Volunteering is in the news. The NSW Flood Inquiry (Aug 2022) just recommended:
“the State Emergency Management Committee (SEMC) commission a review of volunteerism in NSW… to respond to declining formal volunteerism…” (Recommendation #6)
And, as if in reply, Volunteering Australia just launched its National Strategy for Volunteering, which concluded:
“We need to re-focus on the volunteer experience: Volunteers are increasingly valuing choice and flexibility. They want to engage with opportunities that meet their needs and provide a sense of agency.” (p32)
So, how to reinvent the volunteer experience for an era when everyone has endless options for their precious free time, including watching Netflix and just sleeping?
The answer is to let them focus more on satisfying human needs, like
Recognition. “Wow. Every week they make a special activity for me. They listen to me and have time for me.”
Pleasure. “Every week there’s something enjoyable to look forward to: coffee, cake, nice lunch, games.”
Connection. “I’m always buddied up. I never feel neglected.”
Variety. “Please, not the same thing again.”
And also: Low anxiety. “I never feel overwhelmed. I know what to do and how to do it.”
Being part of something wonderful. “I know the long term vision and my role in achieving it.”
But, HOW to actually DO reinvention?
Luckily we already know how to reinvent experiences:
Give the members permission to imagine their own innovations, of course (in a workshop). And then expect them to adventurously prototype their most promising ideas.
Look at these examples from Landcare: Adventurous Landcare groups have chosen memorable names, like Willow Warriors or Mudcrabs. They’ve added pleasurable activities like Yam Daisy Harvest, Bunny Boiler Challenge, or Big Brew and Bake Off. Some have pivoted their purpose, for example changing to a Bee Care Group.

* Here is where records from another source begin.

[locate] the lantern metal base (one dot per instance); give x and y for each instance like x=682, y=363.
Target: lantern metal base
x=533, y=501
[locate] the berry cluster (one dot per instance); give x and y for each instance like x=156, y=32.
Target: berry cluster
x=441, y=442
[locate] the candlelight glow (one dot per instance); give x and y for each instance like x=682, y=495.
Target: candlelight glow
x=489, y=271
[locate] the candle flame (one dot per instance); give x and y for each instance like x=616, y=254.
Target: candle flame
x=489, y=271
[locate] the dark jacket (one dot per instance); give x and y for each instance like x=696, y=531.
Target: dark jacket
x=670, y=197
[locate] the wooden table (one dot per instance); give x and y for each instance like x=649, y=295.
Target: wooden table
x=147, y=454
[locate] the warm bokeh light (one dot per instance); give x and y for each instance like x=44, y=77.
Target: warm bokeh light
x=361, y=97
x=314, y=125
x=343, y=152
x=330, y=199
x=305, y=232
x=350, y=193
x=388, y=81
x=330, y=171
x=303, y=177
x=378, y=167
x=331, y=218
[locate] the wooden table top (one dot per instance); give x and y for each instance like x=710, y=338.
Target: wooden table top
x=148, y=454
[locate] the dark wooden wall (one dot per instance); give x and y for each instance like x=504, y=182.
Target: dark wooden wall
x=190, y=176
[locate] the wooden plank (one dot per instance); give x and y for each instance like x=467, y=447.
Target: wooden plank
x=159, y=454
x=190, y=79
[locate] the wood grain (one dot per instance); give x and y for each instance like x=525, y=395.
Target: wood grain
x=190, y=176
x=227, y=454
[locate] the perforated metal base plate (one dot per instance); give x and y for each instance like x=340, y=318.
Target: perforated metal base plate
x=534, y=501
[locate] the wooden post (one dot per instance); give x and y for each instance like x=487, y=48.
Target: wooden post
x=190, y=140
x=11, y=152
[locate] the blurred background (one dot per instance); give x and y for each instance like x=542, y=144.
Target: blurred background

Others have organised buzzworthy new initiatives like Landcare for Singles, BushCare for Kids, or Citizen Science surveys.
The best of them have active social calendars. “Our group’s secret is a history of great social secretaries. Food is the key thing…and we have historic farm walks, sheering shed musicals, beach walks and BBQs.” – Three Creeks Landcare Group, Victoria
So, decision-makers, don’t scratch your heads, don’t commission more reports: just give your volunteer groups the permission and space to re-imagine themselves to become the kind of group they’d never want to miss a meeting of. You’ll be surprised at what they create!